If news of his removal was a shock for the DJ, then it was for his loyal listenership, too. His show really had become appointment listening, even among those who rarely strayed from the Beeb. The man who’d always seemed preternaturally comfortable in his own skin, as effortless on the television as he was on stage, was a perfect fit for radio. The “bantz” he’d indulged in so tirelessly (and often irritatingly) throughout much of the 1990s had given way to a more philosophical and ruminative individual – he was religious, he liked poetry, and was a new old dad – but still very funny, and this made his radio show a lovely, intimate thing, full of laughs, but with a real connection, too.
The reaction to Skinner’s departure, and the manner in which it happened, has been huge, and comparable to the headlines that hit after Ken Bruce left Radio 2 for GHR before the BBC had had a chance to get rid of him.
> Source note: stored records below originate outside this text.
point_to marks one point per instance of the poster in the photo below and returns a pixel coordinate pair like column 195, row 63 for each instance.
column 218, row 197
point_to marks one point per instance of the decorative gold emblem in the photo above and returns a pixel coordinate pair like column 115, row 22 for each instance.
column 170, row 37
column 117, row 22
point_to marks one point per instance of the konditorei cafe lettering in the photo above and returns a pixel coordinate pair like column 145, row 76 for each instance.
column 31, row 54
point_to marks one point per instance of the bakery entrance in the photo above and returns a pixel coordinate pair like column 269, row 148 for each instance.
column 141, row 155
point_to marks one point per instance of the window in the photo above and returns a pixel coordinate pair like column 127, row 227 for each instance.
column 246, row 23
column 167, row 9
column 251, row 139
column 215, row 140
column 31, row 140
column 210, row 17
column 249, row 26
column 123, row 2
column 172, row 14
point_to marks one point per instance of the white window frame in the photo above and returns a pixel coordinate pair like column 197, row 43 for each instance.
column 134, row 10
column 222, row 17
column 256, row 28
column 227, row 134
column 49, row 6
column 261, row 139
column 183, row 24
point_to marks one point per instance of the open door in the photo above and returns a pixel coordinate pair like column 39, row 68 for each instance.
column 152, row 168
Skinner’s occasional comedy partner David Baddiel took to X (formerly Twitter) to say: “Frank Skinner’s show on Absolute is brilliant and the decision not to renew it can only have been made by an Absolute prat.” The tweet swiftly received over 150,000 likes.
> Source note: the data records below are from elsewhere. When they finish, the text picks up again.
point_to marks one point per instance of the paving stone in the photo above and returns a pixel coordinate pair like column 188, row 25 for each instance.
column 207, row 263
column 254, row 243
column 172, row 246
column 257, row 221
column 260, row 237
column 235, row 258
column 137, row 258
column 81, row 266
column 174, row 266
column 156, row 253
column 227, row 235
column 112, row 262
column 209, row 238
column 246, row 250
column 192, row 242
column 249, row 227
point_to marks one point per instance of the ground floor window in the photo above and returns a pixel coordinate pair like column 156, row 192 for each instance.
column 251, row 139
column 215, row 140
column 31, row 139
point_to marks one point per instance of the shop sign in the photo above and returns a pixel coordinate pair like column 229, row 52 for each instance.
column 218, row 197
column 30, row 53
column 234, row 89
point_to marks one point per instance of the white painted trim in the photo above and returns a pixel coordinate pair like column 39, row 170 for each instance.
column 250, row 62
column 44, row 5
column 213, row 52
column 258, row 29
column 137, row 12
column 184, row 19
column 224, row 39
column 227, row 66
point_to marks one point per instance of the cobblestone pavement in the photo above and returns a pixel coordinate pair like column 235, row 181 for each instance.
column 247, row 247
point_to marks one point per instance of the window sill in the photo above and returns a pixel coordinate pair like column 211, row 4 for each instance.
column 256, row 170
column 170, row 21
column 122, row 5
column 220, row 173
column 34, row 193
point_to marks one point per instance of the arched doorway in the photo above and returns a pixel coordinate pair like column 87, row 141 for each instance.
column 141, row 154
Many more across social media echoed similar sentiments – “Bloody hell!”, “Such a shame”, “Gutted doesn’t even cover it” – affording Skinner the kind of very public display of love for which death would normally be a prerequisite.
The ousting of established talent for fresh blood feels evolutionary: out with the old, etc. Skinner will be fine, of course. He already does a podcast on poetry, and could easily pivot into them more full-time. After all, there is nothing that aids a career revival quite like unexpectedly getting the can, observing the subsequent outrage, and then getting your agent to secure new contracts for you, elsewhere.
But his enforced departure points at a bigger, more intriguing story. Radio, it seems, or at least certain radio stations, thrive on youth. There is a distinct cooling in appreciation for a broadcaster the older they get, and the longer they’ve lingered. Sometimes this is well-founded. In the early 90s, the incoming controller of Radio 1 got rid of what he considered, in the words of Harry Enfield and Paul Whitehouse, the “Smashie & Nicey” contingent, those presenters whose cheesy style went out with the 80s. But no one could understand how Radio 2 undervalued Ken Bruce quite so much, and now much the same seems to happening with Skinner, a man of some vintage, yes, but who never looked his age, and never sounded it, either. He was good, still is.
If there’s life in the old dog yet, why put it out of its misery?